Instruments de musique et phonographes sont également très appréciés.
Tous les moyens sont bons pour occuper les hommes. « On joue à tout âge
et en toute saison, on peut dire ici que l’on joue à toute altitude (...)
Avec les longues soirées d’hiver, la monotonie et la tristesse seraient
vite venues, si l’on ne s’ingéniait à varier les plaisirs. Aussi tout y
est passé : loto, dominos, cartes, lecture, concerts, danse enfin (...)
C’est la danse qui a réuni le plus d’amateurs et qui a le mieux résisté
au temps ! »
.
Le poste d’hiver du Camp des Fourches, dans la vallée de
la Tinée, conserve un étonnant témoignage sur le besoin d’évasion que
devaient ressentir les soldats. En effet, un des bâtiments est décoré de
peintures qui illustrent avec humour les occupations des hivernants
.
Sur les murs, on découvre des frises présentant des pas d’escalade, des
alpins évoluant en cordée ou à ski. Plusieurs scènes évoquent avec ironie
les mésaventures des apprentis skieurs. Le ton est à une certaine
autodérision. Un chasseur enfoncé dans la neige jusqu’au cou, après avoir
lourdement chuté, est accompagné de la mention « poudreuse 100 % ». A
l’arrière-plan, au-dessus de lui, on devine le téléphérique militaire qui
reliait le hameau du Pras au camp des Fourches et permettait ainsi le
ravitaillement du poste d’hiver. Une autre pièce, faisant probablement
office de foyer, est décorée de scènes montrant des danseuses légèrement
vêtues. Ce type de revue était très à la mode dans l’entre-deux guerres.
Un des tableaux évoque Joséphine BAKER et sa célèbre ceinture de bananes. L’imaginaire
des alpins s’exprime, dans ces lieux isolés, par les thèmes choisis (les
femmes, la revue, la bouteille...), mais aussi par leur quotidien (le ski
et l’alpinisme).
De même, les postes
d’altitude disposent souvent de chiens qui accompagnent les soldats
pendant les reconnaissances et rendent de menus services.

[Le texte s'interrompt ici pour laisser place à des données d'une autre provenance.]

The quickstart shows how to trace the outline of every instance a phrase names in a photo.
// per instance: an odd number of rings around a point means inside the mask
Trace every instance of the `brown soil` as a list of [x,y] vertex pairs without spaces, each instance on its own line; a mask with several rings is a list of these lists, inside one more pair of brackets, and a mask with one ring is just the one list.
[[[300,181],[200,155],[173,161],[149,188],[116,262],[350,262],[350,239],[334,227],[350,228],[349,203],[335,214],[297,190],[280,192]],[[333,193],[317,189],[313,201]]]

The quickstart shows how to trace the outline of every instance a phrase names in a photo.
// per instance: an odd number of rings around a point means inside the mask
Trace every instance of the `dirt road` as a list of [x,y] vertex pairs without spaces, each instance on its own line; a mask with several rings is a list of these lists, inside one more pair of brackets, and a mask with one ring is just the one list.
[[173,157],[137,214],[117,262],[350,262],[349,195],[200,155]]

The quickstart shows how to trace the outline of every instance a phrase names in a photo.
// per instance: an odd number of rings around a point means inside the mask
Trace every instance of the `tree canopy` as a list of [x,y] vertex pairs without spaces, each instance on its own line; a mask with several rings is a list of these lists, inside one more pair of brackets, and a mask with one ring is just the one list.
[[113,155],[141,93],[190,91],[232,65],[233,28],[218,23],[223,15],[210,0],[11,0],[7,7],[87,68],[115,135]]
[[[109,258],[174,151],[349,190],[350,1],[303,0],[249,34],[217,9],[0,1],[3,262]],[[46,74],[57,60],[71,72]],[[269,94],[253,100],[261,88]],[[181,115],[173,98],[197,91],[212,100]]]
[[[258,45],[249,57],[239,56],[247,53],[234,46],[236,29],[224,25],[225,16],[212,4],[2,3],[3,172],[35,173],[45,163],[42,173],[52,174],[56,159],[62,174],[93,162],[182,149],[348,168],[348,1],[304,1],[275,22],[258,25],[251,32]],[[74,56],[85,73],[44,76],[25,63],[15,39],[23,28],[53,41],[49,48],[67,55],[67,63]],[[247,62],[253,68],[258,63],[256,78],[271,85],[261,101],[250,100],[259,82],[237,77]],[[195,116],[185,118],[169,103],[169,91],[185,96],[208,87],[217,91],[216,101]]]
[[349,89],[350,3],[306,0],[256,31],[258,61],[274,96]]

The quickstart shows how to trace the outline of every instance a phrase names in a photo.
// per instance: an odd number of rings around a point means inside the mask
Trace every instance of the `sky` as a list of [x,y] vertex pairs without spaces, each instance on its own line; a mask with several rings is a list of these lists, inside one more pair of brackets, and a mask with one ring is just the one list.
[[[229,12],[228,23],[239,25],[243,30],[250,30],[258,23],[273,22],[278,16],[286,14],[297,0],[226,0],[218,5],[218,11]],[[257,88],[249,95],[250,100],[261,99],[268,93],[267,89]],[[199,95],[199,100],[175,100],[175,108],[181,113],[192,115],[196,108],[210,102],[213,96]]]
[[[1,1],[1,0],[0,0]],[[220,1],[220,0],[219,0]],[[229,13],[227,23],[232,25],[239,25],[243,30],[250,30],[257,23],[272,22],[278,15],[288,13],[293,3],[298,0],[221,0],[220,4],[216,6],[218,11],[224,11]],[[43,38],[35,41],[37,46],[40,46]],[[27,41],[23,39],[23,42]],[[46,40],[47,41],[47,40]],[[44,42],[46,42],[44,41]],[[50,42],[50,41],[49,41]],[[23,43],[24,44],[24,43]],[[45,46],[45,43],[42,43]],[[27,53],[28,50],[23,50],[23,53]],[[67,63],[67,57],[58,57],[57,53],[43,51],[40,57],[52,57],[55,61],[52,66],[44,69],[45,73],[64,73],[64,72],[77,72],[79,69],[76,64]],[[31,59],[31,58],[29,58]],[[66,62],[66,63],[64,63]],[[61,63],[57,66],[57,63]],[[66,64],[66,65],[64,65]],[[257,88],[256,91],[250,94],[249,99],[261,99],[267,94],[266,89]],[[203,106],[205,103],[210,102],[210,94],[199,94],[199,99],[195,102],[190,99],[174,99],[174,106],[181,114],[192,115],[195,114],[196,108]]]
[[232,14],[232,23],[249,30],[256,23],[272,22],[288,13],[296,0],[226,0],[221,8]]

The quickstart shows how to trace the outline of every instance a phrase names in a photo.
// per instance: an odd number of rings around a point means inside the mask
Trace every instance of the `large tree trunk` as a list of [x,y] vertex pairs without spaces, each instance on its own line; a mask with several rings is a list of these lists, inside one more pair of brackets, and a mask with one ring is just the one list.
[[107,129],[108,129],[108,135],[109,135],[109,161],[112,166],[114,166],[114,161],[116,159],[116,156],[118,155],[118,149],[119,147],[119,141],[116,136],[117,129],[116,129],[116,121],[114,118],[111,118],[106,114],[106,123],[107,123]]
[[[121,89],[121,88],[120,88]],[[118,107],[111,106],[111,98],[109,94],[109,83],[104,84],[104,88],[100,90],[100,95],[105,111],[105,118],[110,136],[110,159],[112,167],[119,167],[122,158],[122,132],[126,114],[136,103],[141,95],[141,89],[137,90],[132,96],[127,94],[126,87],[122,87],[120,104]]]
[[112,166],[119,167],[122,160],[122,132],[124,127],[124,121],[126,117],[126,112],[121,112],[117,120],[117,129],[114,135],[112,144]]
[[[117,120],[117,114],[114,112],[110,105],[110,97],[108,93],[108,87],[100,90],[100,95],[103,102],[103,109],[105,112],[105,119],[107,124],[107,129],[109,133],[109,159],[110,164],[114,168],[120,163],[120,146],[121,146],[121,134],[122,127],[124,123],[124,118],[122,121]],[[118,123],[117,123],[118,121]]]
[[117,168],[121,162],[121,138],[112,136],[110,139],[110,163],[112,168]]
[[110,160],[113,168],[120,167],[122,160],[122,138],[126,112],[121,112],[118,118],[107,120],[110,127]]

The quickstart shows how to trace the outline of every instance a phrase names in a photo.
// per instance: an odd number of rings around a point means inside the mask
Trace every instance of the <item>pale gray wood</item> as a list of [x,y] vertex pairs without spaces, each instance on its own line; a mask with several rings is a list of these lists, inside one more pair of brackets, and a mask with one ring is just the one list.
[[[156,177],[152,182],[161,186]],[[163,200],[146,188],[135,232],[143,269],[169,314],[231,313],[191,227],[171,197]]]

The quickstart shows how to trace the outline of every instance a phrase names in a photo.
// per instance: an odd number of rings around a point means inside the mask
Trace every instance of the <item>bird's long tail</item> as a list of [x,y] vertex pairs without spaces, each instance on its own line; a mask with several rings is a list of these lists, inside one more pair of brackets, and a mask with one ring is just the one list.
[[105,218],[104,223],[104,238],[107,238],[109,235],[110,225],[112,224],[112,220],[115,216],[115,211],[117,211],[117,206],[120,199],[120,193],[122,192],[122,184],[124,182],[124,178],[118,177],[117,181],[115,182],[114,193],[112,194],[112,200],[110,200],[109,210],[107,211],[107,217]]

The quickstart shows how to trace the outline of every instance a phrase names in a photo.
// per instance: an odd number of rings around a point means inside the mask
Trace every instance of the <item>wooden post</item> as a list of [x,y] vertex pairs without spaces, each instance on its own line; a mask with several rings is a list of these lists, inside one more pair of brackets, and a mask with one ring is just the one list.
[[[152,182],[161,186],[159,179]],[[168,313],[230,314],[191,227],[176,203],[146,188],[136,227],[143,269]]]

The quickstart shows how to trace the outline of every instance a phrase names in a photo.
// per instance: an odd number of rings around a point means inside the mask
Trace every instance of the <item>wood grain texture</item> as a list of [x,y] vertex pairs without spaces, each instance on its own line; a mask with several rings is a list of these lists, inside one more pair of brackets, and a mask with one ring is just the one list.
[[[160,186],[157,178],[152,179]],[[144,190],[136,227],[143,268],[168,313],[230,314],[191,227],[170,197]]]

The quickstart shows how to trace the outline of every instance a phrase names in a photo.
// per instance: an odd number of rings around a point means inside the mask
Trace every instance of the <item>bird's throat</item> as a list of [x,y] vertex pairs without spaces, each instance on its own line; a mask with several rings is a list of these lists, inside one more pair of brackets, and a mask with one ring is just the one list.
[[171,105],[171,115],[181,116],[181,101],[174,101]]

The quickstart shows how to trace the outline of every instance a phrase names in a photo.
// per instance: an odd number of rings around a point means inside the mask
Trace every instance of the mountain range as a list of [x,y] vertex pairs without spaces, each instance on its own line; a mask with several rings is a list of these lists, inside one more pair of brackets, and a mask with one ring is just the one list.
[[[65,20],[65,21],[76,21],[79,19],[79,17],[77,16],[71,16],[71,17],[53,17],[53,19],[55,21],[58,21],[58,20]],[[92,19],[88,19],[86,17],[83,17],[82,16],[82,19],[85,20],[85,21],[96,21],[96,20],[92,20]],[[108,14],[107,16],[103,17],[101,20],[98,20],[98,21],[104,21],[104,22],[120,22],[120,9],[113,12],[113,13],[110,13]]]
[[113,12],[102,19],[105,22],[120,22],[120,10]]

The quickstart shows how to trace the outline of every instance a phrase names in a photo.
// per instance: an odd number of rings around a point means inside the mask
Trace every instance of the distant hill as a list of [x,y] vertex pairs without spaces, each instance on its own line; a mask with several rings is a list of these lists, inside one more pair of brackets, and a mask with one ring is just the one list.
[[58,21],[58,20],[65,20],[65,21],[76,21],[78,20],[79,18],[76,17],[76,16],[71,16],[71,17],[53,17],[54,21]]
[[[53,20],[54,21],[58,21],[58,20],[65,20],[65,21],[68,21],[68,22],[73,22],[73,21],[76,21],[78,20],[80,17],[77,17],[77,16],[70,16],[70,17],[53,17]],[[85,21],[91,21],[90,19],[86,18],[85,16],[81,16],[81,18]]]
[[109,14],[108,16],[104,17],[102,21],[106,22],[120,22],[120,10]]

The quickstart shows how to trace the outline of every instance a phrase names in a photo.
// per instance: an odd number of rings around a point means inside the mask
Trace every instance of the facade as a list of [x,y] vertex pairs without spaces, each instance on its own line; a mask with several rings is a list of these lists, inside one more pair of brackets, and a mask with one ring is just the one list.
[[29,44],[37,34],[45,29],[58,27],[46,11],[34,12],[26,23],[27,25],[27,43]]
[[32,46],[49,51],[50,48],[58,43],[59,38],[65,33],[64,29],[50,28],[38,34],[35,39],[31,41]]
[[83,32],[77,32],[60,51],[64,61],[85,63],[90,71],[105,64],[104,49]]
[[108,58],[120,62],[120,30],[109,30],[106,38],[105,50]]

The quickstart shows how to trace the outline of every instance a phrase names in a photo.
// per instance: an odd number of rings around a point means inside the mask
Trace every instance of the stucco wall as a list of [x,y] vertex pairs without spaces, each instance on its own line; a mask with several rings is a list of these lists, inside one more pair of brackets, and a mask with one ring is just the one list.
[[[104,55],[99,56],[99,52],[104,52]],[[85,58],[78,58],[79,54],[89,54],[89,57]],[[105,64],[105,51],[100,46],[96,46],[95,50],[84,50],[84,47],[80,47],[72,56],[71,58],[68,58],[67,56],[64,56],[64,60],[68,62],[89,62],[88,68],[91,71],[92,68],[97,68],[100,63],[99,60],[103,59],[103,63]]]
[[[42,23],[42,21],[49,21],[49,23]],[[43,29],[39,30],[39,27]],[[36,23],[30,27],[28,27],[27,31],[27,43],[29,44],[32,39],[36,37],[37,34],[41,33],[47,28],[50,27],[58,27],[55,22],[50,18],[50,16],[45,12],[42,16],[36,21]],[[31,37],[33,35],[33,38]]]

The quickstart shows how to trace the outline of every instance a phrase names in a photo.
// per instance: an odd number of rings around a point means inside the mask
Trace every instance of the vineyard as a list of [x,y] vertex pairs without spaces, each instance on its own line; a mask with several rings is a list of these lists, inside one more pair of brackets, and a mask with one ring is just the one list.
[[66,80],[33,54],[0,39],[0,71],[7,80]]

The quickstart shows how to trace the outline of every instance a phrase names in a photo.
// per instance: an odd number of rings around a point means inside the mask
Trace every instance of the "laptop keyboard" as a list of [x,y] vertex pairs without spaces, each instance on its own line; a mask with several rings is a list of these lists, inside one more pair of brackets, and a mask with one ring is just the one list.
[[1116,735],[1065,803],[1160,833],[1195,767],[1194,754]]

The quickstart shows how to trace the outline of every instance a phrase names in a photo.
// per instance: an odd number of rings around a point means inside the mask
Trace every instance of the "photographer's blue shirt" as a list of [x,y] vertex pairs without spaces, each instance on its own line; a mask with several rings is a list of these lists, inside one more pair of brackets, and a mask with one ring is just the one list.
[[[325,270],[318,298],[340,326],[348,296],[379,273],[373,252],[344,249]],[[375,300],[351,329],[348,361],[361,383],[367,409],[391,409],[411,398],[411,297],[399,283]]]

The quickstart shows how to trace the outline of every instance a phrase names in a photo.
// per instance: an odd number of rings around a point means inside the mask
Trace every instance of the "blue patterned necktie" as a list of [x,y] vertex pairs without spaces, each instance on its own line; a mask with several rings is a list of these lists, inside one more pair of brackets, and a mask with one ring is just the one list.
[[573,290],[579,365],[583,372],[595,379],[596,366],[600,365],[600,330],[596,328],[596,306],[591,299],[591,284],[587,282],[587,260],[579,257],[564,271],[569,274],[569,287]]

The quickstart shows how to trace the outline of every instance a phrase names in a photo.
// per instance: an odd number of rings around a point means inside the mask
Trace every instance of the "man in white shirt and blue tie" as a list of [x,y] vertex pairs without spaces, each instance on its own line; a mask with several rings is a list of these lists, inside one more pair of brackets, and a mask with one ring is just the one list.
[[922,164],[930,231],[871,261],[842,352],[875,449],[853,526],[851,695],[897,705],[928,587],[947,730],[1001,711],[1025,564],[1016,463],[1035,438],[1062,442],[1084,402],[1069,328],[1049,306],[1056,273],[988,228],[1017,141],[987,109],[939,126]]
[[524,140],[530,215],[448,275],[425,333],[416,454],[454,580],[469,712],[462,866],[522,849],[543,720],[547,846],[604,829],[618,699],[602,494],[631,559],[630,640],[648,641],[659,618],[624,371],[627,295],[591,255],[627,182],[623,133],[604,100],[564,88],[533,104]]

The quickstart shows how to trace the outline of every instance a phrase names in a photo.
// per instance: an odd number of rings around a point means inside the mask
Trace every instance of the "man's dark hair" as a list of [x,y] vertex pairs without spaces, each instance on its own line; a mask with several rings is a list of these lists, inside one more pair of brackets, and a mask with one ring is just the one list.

Ainsi, H.
MOUTON
se souvient de son affectation au 74ème BAF dans la Vésubie en
1939 : « On avait notre quartier général à Lantosque, mais notre groupe
d’éclaireurs surveillait le vallon de la Madone. On était installé dans
une villa sur la route de Venanson, on avait deux chiens avec nous. Une
équipe montait chaque jour en face, au-dessus du village. On avait
aménagé un observatoire sur un piton. Ils prenaient toujours le chien
mâle avec eux. Nous, on gardait la femelle avec nous. Et tous les soirs,
le chien revenait trouver sa femelle en nous rapportant le message du
jour attaché autour du cou. Il y avait un motocycliste qui venait de
Lantosque et qui le transmettait... ». Toutefois, le mérite principal des
chiens est de servir d’animaux de compagnie. Ces bêtes sont affublées de
surnoms affectueux et s’imposent comme de véritables mascottes. Chaque
année, les hivernants se félicitent de la présence au poste de chiens qui
permettent de distraire et d’amuser les hommes.
L’hivernage est une
expérience unique qui marque profondément les jeunes gens. Les hivernants
doivent faire preuve des qualités physiques mais aussi mentales pour
faire face à la solitude, à la promiscuité, aux conditions climatiques.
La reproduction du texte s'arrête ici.